Tobis Radblog: Wintertraining "Von 0 auf 60" Saison 2018/19 - Trainingslager 06. - 14. April - Teil 1

Im lauen Fegefeuer des Bergischen

Es herrscht große Vorfreude

Die Vorfreude war wie in den letzten Jahren enorm. Und dann ging alles so schnell, noch die letzten Sachen erledigen, alles – und insbesondere die Räder – vorbereiten. Dann befand ich mich auch schon auf dem Weg nach Refrath zur ersten Ausfahrt des neuntägigen Trainingslagers im Bergischen Land. Geht es besser? Wohl kaum.

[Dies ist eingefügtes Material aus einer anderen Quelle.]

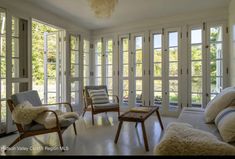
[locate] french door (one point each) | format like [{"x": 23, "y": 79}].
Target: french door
[
  {"x": 53, "y": 66},
  {"x": 104, "y": 71},
  {"x": 208, "y": 69},
  {"x": 165, "y": 70},
  {"x": 131, "y": 74}
]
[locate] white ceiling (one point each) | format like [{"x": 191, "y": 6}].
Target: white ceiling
[{"x": 126, "y": 11}]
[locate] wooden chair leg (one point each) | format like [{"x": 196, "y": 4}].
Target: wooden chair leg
[
  {"x": 83, "y": 113},
  {"x": 61, "y": 140},
  {"x": 75, "y": 130},
  {"x": 14, "y": 142}
]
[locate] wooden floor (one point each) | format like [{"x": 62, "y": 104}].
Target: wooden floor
[{"x": 92, "y": 140}]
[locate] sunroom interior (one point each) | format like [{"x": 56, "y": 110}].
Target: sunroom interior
[{"x": 167, "y": 54}]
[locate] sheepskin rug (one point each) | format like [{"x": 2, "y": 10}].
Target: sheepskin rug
[
  {"x": 25, "y": 113},
  {"x": 183, "y": 139}
]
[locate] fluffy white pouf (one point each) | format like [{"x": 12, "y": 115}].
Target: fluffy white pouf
[{"x": 183, "y": 139}]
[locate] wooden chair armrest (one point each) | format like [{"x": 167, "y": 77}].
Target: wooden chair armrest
[
  {"x": 62, "y": 103},
  {"x": 57, "y": 119},
  {"x": 115, "y": 96}
]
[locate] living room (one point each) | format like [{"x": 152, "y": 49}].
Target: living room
[{"x": 173, "y": 56}]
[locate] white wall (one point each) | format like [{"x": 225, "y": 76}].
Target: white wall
[{"x": 232, "y": 41}]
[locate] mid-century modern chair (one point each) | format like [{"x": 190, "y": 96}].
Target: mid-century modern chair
[
  {"x": 90, "y": 105},
  {"x": 35, "y": 128}
]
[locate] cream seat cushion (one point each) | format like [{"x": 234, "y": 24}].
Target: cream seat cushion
[
  {"x": 221, "y": 101},
  {"x": 183, "y": 139},
  {"x": 225, "y": 122}
]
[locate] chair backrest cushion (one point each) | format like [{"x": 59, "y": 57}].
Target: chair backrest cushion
[
  {"x": 31, "y": 96},
  {"x": 87, "y": 88},
  {"x": 98, "y": 96}
]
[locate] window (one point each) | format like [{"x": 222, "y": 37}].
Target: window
[{"x": 86, "y": 62}]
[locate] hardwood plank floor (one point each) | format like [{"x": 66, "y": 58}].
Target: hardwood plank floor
[{"x": 93, "y": 140}]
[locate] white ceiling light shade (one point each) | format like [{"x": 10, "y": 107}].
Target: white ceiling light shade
[{"x": 102, "y": 8}]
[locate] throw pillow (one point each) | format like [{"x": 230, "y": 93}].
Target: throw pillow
[
  {"x": 221, "y": 101},
  {"x": 98, "y": 96},
  {"x": 183, "y": 139},
  {"x": 24, "y": 113},
  {"x": 225, "y": 122}
]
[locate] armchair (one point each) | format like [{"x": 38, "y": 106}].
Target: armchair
[
  {"x": 34, "y": 128},
  {"x": 90, "y": 105}
]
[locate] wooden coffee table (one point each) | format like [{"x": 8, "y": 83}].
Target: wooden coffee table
[{"x": 138, "y": 117}]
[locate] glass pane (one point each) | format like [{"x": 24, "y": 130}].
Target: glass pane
[
  {"x": 216, "y": 84},
  {"x": 216, "y": 34},
  {"x": 196, "y": 85},
  {"x": 86, "y": 81},
  {"x": 109, "y": 58},
  {"x": 173, "y": 86},
  {"x": 110, "y": 83},
  {"x": 75, "y": 86},
  {"x": 138, "y": 84},
  {"x": 86, "y": 59},
  {"x": 86, "y": 46},
  {"x": 109, "y": 46},
  {"x": 125, "y": 96},
  {"x": 98, "y": 81},
  {"x": 125, "y": 85},
  {"x": 138, "y": 97},
  {"x": 125, "y": 44},
  {"x": 173, "y": 69},
  {"x": 138, "y": 70},
  {"x": 158, "y": 85},
  {"x": 196, "y": 100},
  {"x": 139, "y": 57},
  {"x": 98, "y": 47},
  {"x": 213, "y": 96},
  {"x": 196, "y": 68},
  {"x": 173, "y": 39},
  {"x": 138, "y": 43},
  {"x": 51, "y": 98},
  {"x": 2, "y": 23},
  {"x": 125, "y": 58},
  {"x": 73, "y": 97},
  {"x": 196, "y": 36},
  {"x": 3, "y": 112},
  {"x": 3, "y": 46},
  {"x": 157, "y": 55},
  {"x": 173, "y": 54},
  {"x": 52, "y": 45},
  {"x": 196, "y": 52},
  {"x": 51, "y": 71},
  {"x": 3, "y": 67},
  {"x": 98, "y": 60},
  {"x": 157, "y": 98},
  {"x": 216, "y": 51},
  {"x": 125, "y": 70},
  {"x": 15, "y": 68},
  {"x": 157, "y": 41},
  {"x": 74, "y": 57},
  {"x": 51, "y": 85},
  {"x": 3, "y": 89},
  {"x": 86, "y": 72},
  {"x": 73, "y": 43},
  {"x": 109, "y": 70},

Nur eine Sache ist noch zu erledigen: Die Umwerferschelle an meinem Number-One-Rad ist eine Woche zuvor gebrochen. Materialfehler? Brachiale Schaltgewalt einer mechanischen Campagnolo-Chorus-Schaltung? Niemand weiß es: Ab ist ab. Aber Trainer Peter Zaun macht sie wieder dran, am Morgen des ersten Trainingstages. Was für ein Service, vielen Dank nochmal. Denn das Trainingslager möchte ich doch gerne auf dem besten Rad durchziehen, am liebsten mit beiden Kettenblättern. So bleibt nicht viel Zeit zu denken, bis man schließlich auf dem Rad sitzt.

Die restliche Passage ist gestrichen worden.